The accords are a detailed fish management and habitat improvement plan for the basin and tributaries. The ten-year accords are set to expire at the end of 2018, and the tribes are now starting talks toward a new agreement.

Natural Resources general manager, and tribal legal counsel John Ogan met with Tribal Council this week for an update on the accords process. Important issues will come up as the parties begin the negotiations. As an example, Councilman Carlos Smith mentioned this issue:

During the start of a fishing seasons, state and tribal scientists make an estimate of the number of fish that can be expected to return in the particular run.

The state then opens the commercial fishing season in the lower part of the Columbia River. Some time later, as the fish move up the river, the tribes open the zone 6 fishery.

It can happen that the initial run estimate turns out to have been too high. At which point the allowable catch is reduced.

However, by this time the fishermen in the lower part of the river have already harvested based on higher estimate. And the reduction happens higher up in the river, such as at the usual and accustomed tribal fishing areas of zone 6.

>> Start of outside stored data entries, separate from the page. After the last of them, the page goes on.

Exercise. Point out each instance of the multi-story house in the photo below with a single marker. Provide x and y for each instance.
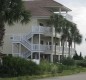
(35, 40)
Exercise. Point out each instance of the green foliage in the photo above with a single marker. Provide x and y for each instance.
(60, 68)
(81, 63)
(77, 57)
(68, 61)
(45, 66)
(15, 66)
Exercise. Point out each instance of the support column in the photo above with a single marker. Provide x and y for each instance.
(20, 50)
(59, 57)
(52, 45)
(32, 48)
(39, 48)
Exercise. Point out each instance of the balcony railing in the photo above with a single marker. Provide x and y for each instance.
(41, 29)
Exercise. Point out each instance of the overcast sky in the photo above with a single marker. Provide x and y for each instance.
(79, 17)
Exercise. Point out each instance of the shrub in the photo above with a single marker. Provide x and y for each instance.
(45, 66)
(68, 61)
(60, 68)
(15, 66)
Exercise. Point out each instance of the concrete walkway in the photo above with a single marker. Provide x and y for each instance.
(80, 76)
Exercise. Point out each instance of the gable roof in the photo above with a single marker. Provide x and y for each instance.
(44, 7)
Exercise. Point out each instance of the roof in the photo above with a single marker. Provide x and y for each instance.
(44, 7)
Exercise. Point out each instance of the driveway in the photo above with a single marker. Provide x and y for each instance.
(80, 76)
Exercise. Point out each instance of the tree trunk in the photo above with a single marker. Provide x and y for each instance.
(62, 49)
(55, 42)
(2, 32)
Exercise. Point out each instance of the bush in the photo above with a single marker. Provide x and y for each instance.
(15, 66)
(45, 66)
(68, 61)
(81, 63)
(60, 68)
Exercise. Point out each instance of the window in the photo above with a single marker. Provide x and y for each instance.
(41, 42)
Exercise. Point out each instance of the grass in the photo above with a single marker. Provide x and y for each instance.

The 2008 Fish Accords are an agreement among four treaty tribes of the Columbia, the Columbia River Inter-Tribal Fish Commission, the Bonneville Power Administration, the U.S. Army Corps of Engineers, and the Bureau of Reclamation.

The accords included specific habitat restoration projects that have been carried out in the basin. The management of water at the Columbia dams, and hatchery management, are other aspects.

For the tribes and federal agencies, the accords were a solution to ongoing disagreement over fisheries management in the basin. Before, the federal agency would issue a “biological opinion” regarding a certain operation, and the tribes would successfully challenge the opinion in court.

With direction from a federal judge, the tribes and agencies worked out the accords, which were nevertheless challenged in court by environmental groups. The challenge to the accords is still pending, which could complicate the negotiation process.